NEWS TICKER
REVIEW: Some Girl I Used To Know, Streaming Online ✭✭✭
Published on
April 2, 2021
By
rayrackham
Ray Rackham reviews Denise Van Outen in Some Girl I Used To Know which is now streaming online until 1 May 2021.
Some Girl I Used To Know
Streamed Online
3 Stars
Stephanie, a “Chelmsford girl done good”, owns a high-end lingerie business and we meet her in a London hotel room on the eve of her spring/summer line’s launch. A great job, husband, BMW on the drive; she seems to have it all. But when a text from a lost love stops her in her tracks, we realise appearances might be deceptive. The lingerie business is exhausting, the BMW is on HP and the marriage has “been on a low light since the last World Cup”. What’s a girl to do?

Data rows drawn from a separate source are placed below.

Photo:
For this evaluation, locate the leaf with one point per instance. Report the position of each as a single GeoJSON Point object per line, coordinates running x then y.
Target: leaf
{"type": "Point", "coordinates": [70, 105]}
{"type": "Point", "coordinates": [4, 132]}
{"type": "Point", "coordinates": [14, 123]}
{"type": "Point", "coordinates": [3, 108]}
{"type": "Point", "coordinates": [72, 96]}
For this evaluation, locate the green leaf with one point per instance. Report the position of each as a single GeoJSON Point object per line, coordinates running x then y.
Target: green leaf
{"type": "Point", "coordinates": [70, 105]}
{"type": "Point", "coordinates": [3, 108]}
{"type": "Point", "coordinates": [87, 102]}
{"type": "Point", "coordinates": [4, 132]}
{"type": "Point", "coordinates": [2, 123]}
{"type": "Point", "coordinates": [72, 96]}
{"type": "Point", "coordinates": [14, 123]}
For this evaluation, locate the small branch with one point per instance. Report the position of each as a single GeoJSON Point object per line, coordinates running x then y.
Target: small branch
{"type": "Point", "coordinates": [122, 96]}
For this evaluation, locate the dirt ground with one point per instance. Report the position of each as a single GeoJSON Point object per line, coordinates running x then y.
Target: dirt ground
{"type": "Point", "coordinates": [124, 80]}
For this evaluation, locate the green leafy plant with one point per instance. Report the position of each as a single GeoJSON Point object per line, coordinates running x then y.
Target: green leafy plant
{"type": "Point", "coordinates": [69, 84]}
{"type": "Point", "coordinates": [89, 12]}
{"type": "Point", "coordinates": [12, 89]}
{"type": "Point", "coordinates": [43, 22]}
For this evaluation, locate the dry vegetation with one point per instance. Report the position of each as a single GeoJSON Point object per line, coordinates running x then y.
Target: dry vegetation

There is absolutely no doubt Denise Van Outen is a great actress. She plays Stephanie with unabashed truthfulness. The piece is also very beautifully directed by Tamzin Outhwaite. Together they have navigated the ebbs and flows of the piece, and deal with the important rhythms of a monologue performance with ease. It’s incredibly engaging, and the 90 odd minutes do fly by.
The piece has been reworked since it was last seen in 2014. Van Outen and Terry Ronald’s script remains well crafted and has moments of pathos, comedy and joy. It shoots from the hip and is packed with references that very much place Van Outen’s Stephanie at an age, in a time, and from a place. The nods to Body Shop morello cherry lip balm; or how a perm and maxi coat might make a girl look like Slash from Guns-n-Roses; let us know that Stephanie’s formative years are where she yearns to return. It makes perfect dramaturgical sense that Stephanie sings rearranged pop classics in this jukebox monologue. Steve Anderson, has re-imagined a trio of classic tracks as bitter-sweet torch songs, which absolutely reveal a greater contextual poignancy within the lyrics. The problem is there isn’t enough of them, and although billed as a musical, we’re over a third of the way through before Van Outen treats us to a second song. There are moments of monologue that scream to be sung (a chance encounter on a beach, for example), and if Van Outen was given an original score this could rival Tell Me On a Sunday in terms of storytelling done well.
When Van Outen does sing, Stephanie invariably returns to the late 1980s and early 1990s, literally and figuratively. Structurally it’s all very Follies, warning of the dangers of nostalgia by use of a musical signature that places the protagonist at a happier time and place; but one can’t imagine Dorothy Collins’ as Sally being worried about losing her virginity in a pair of Tesco knickers. The humour is indeed crude, but for every mention of “sucking on a funny feet” or competitors in the lingerie world wanting to “rip off my knickers”, there are also observational witticisms that raise more than a smile: Stephanie describes the swanky hotel room she’s in which she’s hauled herself all “mini bottles of molten brown, bed the size of Belgium”. And she might have a point. Filmed at Home House, with a seemingly copious amount of Vaseline on the lens, the piece has a very TOWIE vibe; which coupled with the Umbrella Room’s cinematography secures the look of a high-end Epping boutique that sells the kind of “bespoke” soft furnishing that’s been more recently trapped the other side of the Suez.
There’s hidden feminism in much of the book, which - for example - questions why one of Stephanie’s chief critics is so disparaging (“is that all she thinks women are good for, making the tea?”); there’s also a lovely journey for a character we never see, Slaggy Sue (whom Stephanie latterly acknowledges should really be just be called “Sue”). Sadly, though, it all seems a bit forced, and unlike Shirley Valentine (which did it first and did it better), the subtext doesn’t strike a chord unless it is bashed over the head.
This is a well crafted, witty piece that will appeal to anyone who remembers a high street of Our Price and Knickerbox, bopping away to Jam & Spoon or having loved and lost on a beach in Ibiza. Its greatest asset is an honest and straight-talking performance from Van Outen. It could do with more music, for if it allowed Outen to sing, it really could fly.